In the typical scenario, students, staff, and faculty submit themselves to hectoring lectures and demeaning demonstrations that purport to reveal white privilege and the oppressive conditions faced by “underrepresented populations” in their institutions.
Those interested in understanding it should reflect on the history of diversity training.
On April 5, 1968, Jane Elliott, an Iowa third-grade teacher, conducted an experiment intended to inform her students what it was like to be non-white in America.
Elliott staged a world in which her radical view of race relations in the country was produced within her class of white students.
Brown-eyed students were collared, ostracized, insulted, and bullied by their teacher and the blue-eyed students. Then the process was reversed, and blue-eyed students became the targets.
Elliot’s intention was to parallel the operation of racial inequality in American society and thereby counteract and eliminate the prejudice undergirding it.
But research on the efficacy of Elliott’s method at reducing the propensity of children to play the deeply ingrained game of in-group/out-group has shown no conclusive results.
Some studies show incremental reduction of attitudes of preference for racial in-group and distance from some out-groups, while others find very little or no change from baseline attitudes, and still others indicate that diversity re-education may simply encourage whites to emphasize their own hardships to avoid classification in the dominant group.
Elliott quickly adapted her experiment for adults, and the level of psychic bullying was significantly amplified with the older subjects.

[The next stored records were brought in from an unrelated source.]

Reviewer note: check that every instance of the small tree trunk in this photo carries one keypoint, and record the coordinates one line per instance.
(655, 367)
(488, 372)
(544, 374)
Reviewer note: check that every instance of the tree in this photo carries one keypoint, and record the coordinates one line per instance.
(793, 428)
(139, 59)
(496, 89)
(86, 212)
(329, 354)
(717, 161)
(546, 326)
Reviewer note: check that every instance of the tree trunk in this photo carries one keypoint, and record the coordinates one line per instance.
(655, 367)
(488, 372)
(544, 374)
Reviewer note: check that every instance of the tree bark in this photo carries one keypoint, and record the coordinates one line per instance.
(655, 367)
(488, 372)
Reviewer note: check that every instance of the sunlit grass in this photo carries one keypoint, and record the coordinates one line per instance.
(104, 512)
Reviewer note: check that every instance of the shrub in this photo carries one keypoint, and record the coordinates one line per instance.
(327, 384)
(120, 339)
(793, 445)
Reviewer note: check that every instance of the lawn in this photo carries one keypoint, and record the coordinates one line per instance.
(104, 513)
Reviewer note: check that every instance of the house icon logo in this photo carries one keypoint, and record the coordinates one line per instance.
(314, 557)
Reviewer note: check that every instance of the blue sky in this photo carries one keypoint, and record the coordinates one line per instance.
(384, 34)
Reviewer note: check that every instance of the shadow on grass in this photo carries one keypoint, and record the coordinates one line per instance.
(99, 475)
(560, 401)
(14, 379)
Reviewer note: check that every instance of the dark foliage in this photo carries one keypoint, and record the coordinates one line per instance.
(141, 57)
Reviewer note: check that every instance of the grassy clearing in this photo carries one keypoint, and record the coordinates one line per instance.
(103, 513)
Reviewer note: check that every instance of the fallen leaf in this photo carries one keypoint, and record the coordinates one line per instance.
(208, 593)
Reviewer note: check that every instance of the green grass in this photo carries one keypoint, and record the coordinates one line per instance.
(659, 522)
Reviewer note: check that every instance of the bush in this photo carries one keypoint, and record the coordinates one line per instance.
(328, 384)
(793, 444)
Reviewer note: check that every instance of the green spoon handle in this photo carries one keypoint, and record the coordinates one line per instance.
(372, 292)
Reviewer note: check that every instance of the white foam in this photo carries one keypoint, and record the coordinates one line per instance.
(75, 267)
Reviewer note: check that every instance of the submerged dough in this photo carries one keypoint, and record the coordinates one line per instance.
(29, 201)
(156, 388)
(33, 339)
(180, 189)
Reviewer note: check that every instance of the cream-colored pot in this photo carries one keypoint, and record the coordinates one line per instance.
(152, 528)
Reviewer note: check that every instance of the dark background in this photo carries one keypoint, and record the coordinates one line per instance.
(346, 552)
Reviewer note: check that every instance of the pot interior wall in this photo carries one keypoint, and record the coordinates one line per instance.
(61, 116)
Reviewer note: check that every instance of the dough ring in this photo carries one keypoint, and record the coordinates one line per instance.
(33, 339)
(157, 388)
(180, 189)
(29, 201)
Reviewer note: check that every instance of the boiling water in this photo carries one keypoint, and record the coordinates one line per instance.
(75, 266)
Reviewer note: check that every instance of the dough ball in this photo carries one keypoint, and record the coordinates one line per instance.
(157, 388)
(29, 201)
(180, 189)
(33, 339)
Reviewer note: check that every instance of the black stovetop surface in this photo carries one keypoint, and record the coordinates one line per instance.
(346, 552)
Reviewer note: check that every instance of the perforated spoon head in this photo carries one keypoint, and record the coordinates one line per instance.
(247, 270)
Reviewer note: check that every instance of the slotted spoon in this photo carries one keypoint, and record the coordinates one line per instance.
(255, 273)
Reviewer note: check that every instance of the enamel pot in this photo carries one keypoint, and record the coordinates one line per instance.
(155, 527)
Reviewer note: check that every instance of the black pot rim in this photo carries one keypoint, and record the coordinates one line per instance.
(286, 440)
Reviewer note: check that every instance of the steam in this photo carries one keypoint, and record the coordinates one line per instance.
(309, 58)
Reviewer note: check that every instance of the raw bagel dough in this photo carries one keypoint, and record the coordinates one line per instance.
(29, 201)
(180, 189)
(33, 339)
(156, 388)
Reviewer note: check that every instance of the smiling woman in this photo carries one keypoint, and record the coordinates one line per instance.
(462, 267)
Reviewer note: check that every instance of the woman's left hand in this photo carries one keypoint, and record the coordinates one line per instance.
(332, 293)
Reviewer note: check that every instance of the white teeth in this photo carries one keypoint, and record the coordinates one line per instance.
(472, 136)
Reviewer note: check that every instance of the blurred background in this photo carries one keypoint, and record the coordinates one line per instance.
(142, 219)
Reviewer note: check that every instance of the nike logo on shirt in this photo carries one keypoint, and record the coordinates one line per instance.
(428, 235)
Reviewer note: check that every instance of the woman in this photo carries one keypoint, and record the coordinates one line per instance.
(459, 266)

Any of the several films of these experiments (The Eye of the Storm; A Class Divided; How Racist Are You?) can instructively be consulted for evidence of the sharp cruelty at the origin of the diversity training ritual.
If the goal is simply to ridicule whites, then Elliott’s method is adequate to the task.
But her assumption, and that of her disciples, is that this training will reduce discriminatory behavior, foster cooperation across groups, and advance the work of educational institutions to produce and disseminate knowledge.
Alas, there is little evidence to support those claims.
Musa al-Gharbi, a fellow in sociology at Columbia, summarizes a great deal of research and concludes here that mandatory diversity training often reinforces any existing biases that people may have and is “demonstrably ineffective or even counterproductive.”
The films of the Elliott experiments reveal the emergence of the Manichaean view on race that has come to dominate elite American culture: Racial identity is everything, individual will and behavior are nothing, and the history of American society is little more than group-based oppression.